L’imprenditore che attraversa una fase di crisi e che per dimensioni aziendali è fallibile in base all'art. 1 della Legge fallimentare puo' risolvere la crisi della sua impresa in modi differenti tra cui attraverso un concordato stragiudiziale.

Il concordato stragiudiziale e' un accordo plurilaterale definito direttamente con i creditori con lo scopo di conseguire almeno uno dei seguenti obiettivi:

  • un ulteriore differimento dei termini di pagamento (c.d. concordato dilatorio);
  • una riduzione dei propri debiti (c.d. concordato remissorio);
  • evitare la dichiarazione di fallimento.

Il concordato stragiudiziale consente all'imprenditore di evitare l’assoggettamento a qualsiasi forma di controllo da parte del tribunale o dei propri organi, e far trascorrere del tempo, talvolta determinante, per la decadenza delle azioni eventualmente esperibili dal curatore nel caso di successivo fallimento, nonché di beneficiare di tempi di esecuzione ragionevolmente ristretti e costi maggiormente contenuti rispetto ad una procedura concorsuale.

La proposta di concordato stragiudiziale, al fine di poter ottenere l’approvazione di tutti i creditori deve essere convincente, soprattutto in termini di importo e celerita' della soddisfazione del credito; sotto il primo profilo, l’accordo privato con i creditori potrebbe garantire una percentuale di pagamento superiore, in quanto i costi del procedimento sono decisamente ridotti rispetto a quelli prospettabili nell’alternativa di una procedura concorsuale, come può essere il concordato preventivo. Al ricorrere di quest’ultima ipotesi, infatti, emergerebbero ingenti costi di natura professionale – commissario giudiziale ed altri collaboratori della procedura (perito stimatore dei beni, consulente del lavoro, legale, liquidatore giudiziale, ecc.) – che andrebbero ad aggiungersi a quelli che accomunano le soluzioni di concordato stragiudiziale e preventivo, come il consulente incaricato della predisposizione del piano e delle relative attività di coordinamento. La mancanza di tali costi potrebbe, infatti, consentire al concordato stragiudiziale di offrire ai creditori un pagamento superiore a quello prospettabile nel concordato preventivo.

Per quanto concerne, invece, il secondo aspetto, ossia i tempi di esecuzione della proposta di concordato stragiudiziale, questi naturalmente devono essere più brevi almeno rispetto al concordato preventivo, soggetto ad una serie di vincoli imposti dalla Legge Fallimentare.

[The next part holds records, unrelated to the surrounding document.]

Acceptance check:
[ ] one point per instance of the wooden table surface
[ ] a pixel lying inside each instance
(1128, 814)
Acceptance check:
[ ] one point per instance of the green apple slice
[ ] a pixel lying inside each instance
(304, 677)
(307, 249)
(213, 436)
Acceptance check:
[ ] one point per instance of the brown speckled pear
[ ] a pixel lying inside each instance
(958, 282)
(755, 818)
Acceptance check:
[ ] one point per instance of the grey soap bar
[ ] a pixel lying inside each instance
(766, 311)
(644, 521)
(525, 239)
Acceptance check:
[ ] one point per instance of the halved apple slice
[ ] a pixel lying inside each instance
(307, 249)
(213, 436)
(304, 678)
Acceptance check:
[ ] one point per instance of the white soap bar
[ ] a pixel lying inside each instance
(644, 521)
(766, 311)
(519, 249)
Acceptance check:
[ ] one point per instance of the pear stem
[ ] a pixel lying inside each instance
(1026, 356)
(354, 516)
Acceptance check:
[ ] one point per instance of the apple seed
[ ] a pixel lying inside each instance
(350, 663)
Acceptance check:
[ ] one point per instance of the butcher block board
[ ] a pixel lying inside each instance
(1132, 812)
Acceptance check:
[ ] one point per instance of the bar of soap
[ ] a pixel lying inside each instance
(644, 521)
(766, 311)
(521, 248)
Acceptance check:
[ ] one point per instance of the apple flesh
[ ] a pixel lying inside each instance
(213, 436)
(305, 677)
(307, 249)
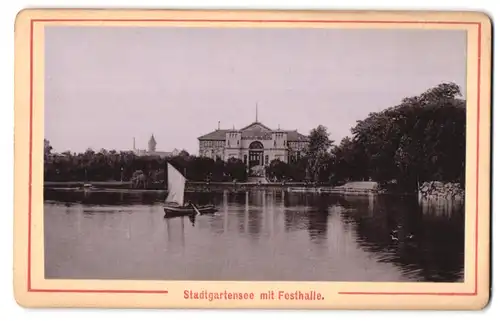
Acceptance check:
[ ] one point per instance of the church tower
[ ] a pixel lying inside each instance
(152, 144)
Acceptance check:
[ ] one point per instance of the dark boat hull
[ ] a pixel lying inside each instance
(172, 211)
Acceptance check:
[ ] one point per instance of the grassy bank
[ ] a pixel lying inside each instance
(354, 188)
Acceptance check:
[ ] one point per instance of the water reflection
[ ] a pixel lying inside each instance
(257, 235)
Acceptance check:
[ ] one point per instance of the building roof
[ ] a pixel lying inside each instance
(254, 130)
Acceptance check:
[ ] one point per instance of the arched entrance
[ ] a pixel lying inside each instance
(255, 154)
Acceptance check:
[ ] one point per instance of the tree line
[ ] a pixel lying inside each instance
(421, 139)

Al di fuori di tali vantaggi, il concordato stragiudiziale presenta soprattutto rischi, quali, ad esempio:

  • la prosecuzione, ovvero l’avvio, delle azioni individuali esecutive o cautelari da parte dei creditori, soprattutto quelli dissenzienti, oppure estranei all’intesa;
  • la fiscalità diretta maggiormente onerosa, con riferimento alle plusvalenze da cessioni di beni ed alle sopravvenienze attive da riduzioni di debiti, che – a differenza del concordato preventivo e, in parte, dei piani attestati e degli accordi di ristrutturazione dei debiti – sono integralmente imponibili;
  • l’assoggettamento degli amministratori, sindaci, liquidatori e direttori generali, nonché dei soci di s.r.l. (art. 2476, co. 7, c.c.) all’azione di responsabilità, nel caso di successivo fallimento della società, per aver concorso a cagionare, ovvero aggravare, il dissesto dell’impresa;
  • l’esclusione da alcuni benefici previsti dalla Legge Fallimentare a favore delle operazioni compiute in esecuzione di un piano attestato di risanamento, accordo di ristrutturazione dei debiti o concordato preventivo. 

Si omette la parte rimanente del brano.